• Friday, March 29, 2024
businessday logo

BusinessDay

Time for clean sweep in Nigeria’s security architecture

From super tucanos to super solutions: Insecurity still a pain in Nigeria’s neck

Before now, Abuja, the nation’s seat of government, was regarded as the most secure and safest place of abode where people run to for protection when other parts of the country are under attack.

But all that is now history going by recent events in the city, such as the Kuje jail break, the terrorist attack on men of the Guards Brigade in Bwari which claimed lives of two army captains and three other military officers.

Incessant jailbreaks across Nigeria have seen more than 3,000 inmates freed since the start of 2021, media reports show. With the latest attacks in several parts of Abuja and the Federal Capital Territory, there seems to be no safe place again in Nigeria.

Nigeria is synonymous with jailbreaks that have become more rampant in recent years, but it is the first time in that period that Abuja is being targeted, leaving many shocked and in fear over how safe they are as the West African nation battles a cycle of violence blamed on Islamic extremists and on armed groups mostly in the country’s troubled north.

Let it be made clear that Nigerians are tired of the issuance of press releases from the State House after every deadly attack. Enough of apologies and excuses

Official statement from the Nigerian Correctional Service (NCS) notes that 889 prisoners escaped from Kuje Prisons, including Boko Haram terrorists. According to the official statement, 559 prisoners remained in the prisons after the attack, 443 have been recaptured and 443 are at large.

Members of the Islamic State West Africa Province (ISWAP) later claimed responsibility for the prison attack. The Islamic State-linked group is an offshoot of the Boko Haram militant group that has launched a decade-long insurgency in northeast Nigeria.

The Kuje incident is Nigeria’s 20th jail break in seven years. Across the country and on social media platforms, Nigerians have expressed anger, worry and are calling for an end to the mayhem.

When the former Nigerian Prisons Service went through a name change to Nigerian Correctional Service in 2019, many people thought it would translate to better and efficient service delivery, but the challenges bedevilling the service have not stopped. Its motto in the part reads “Protect the society; reform the prisoner.” but these issues query the veracity of its motto and its operations.

Prison capacity in Nigeria, across all facilities, is put at 50,000 but the actual population of Nigerian prisons is over 70,000 spread across 253 custodial centres in the country with the number of prisoners on the increase over the years.

While data from the National Bureau of Statistics show that the Nigerian prisons were overcrowded by 34.2 percent in 2016, those from the Nigerian correctional service shows that the overcrowding increased by 48 percent in 2022, showing a 12 percent growth in overpopulation of prisons between 2016 and 2022. The prison population in 2016 was 67,329 and grew to 74,675 in 2022.

That bandits could easily attack Kuje prison which the supervising minister of interior Rauf Aregbesola described “as the most fortified in the country” is very unfortunate and shows the level of decadence in the level of security in Nigeria.

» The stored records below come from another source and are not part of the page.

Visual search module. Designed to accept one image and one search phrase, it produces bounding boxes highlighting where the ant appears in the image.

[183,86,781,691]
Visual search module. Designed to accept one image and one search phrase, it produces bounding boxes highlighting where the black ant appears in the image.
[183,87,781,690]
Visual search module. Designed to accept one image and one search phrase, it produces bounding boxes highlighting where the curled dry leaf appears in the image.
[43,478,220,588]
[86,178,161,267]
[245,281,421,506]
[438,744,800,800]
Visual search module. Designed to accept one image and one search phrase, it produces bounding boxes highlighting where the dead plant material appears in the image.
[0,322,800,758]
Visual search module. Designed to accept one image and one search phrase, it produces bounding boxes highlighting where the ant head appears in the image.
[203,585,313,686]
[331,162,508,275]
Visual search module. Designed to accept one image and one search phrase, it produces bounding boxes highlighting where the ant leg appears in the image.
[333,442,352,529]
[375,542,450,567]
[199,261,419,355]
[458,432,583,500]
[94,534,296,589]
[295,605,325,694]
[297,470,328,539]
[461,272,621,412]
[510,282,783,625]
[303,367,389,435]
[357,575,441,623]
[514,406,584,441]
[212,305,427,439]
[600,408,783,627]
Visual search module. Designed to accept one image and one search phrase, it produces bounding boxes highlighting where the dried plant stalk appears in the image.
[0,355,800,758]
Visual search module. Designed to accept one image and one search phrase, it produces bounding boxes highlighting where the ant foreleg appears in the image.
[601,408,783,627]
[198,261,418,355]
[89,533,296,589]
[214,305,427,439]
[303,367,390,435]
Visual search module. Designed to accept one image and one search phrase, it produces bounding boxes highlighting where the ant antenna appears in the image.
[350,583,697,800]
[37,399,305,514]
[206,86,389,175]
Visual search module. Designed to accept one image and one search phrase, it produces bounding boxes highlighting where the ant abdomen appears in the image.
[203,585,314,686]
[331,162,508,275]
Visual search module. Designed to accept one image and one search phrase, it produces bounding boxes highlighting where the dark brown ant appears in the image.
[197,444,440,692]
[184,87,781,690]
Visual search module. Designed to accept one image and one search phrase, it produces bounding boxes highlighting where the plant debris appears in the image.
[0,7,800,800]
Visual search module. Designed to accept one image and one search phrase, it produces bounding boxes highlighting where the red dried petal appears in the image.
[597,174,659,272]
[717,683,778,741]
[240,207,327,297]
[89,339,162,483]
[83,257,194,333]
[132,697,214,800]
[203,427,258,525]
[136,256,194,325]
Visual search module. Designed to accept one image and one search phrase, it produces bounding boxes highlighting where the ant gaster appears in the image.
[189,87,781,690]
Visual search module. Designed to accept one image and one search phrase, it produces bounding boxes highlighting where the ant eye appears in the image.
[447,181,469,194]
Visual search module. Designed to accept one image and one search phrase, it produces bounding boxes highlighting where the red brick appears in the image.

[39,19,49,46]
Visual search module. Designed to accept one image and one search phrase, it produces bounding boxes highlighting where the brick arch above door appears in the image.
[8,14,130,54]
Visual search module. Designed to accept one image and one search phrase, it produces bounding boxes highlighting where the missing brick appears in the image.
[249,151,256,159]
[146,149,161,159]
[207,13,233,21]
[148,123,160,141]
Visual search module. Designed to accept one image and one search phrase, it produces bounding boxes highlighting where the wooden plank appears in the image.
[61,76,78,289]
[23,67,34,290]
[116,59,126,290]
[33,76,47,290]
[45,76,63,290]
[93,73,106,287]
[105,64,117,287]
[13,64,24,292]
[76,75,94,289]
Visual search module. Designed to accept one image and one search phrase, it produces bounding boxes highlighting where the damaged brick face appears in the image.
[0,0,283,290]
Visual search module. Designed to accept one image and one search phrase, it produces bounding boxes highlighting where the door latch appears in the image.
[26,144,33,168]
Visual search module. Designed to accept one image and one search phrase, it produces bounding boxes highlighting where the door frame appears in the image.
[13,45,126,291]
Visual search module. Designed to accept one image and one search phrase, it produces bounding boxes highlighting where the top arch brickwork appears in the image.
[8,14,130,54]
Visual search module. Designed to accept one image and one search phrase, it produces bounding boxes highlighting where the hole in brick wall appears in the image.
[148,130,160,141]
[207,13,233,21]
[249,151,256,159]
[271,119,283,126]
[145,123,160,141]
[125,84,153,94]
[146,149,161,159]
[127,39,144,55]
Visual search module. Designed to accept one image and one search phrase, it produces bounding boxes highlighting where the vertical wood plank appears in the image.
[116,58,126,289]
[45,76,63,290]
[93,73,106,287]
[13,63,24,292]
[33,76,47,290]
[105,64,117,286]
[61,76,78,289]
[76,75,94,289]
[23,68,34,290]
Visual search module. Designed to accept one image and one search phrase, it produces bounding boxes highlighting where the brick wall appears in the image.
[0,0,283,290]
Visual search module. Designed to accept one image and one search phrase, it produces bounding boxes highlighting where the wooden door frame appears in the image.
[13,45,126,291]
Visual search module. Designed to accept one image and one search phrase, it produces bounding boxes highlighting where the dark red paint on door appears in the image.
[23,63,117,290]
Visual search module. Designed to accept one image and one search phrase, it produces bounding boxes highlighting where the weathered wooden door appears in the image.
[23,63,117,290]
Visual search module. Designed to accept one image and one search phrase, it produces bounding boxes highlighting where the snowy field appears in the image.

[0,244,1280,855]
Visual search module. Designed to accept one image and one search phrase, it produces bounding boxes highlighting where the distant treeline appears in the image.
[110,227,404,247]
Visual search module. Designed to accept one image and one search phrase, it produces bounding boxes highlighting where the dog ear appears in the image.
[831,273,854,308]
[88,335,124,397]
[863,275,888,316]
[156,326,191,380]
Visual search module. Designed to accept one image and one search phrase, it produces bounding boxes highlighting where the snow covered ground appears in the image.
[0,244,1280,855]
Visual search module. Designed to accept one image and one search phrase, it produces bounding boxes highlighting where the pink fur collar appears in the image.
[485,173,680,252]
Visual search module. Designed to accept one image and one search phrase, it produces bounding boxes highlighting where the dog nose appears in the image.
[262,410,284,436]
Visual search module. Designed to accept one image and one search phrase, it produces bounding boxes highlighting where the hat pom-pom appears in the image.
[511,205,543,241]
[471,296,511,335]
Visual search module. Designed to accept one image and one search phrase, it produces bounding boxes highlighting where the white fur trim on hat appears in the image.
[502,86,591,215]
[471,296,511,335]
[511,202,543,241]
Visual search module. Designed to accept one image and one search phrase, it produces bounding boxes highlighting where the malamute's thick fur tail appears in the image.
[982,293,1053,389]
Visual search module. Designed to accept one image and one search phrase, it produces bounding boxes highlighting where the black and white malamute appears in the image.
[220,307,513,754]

Read also: How poverty, insecurity crippling Nigeria’s economy and businesses

Even President Muhammadu Buhari could not provide answers to questions from citizens about how the attackers overwhelmed the security forces on duty and about how safe they are in the country of over 200 million people. Rather than give answers, Buhari had more questions instead.

“How can terrorists organise, have weapons, attack a security installation and get away with it?” Buhari tweeted.

This reaction, coming from the president who had been an army general, has left the public bewildered with many pointing to the statement as an admission of incapacity, frustration and helplessness to deal with the armed groups. And as is common in previous incidents in Nigeria, no government official resigned, none was penalised for the attack.

Beyond the symbolism of the attack happening right next to the seat of power, the State House, it can be rightly said that the increasing inability of security agencies to put up adequate responses to the loss of lives and properties across Nigeria is pointer to the correspondingly worrying level of sophistication by the group.

Indeed, the apparent incompetence of the Nigerian security chiefs has made Nigeria more insecure to the extent that other countries are warning their nationals to steer clear of Nigeria. Kidnapping for ransom is now rife. Police demand financial gratification before they will make any move to rescue a kidnapped victim. And this is very unfortunate. Nigeria is moving to the state of anarchy.

Today, both the citizens and residents live in fear as no one knows who would be the next target. We, therefore, advise President Buhari to for once sit up and discharge his responsibilities as president and commander-in-chief of the armed forces of the federation.

There is fire on the mountain and the only solution is a clean sweep and realignment of the nation’s security architecture. Let it be made clear that Nigerians are tired of issuance of press releases from the State House after every deadly attack. Enough of apologies and excuses.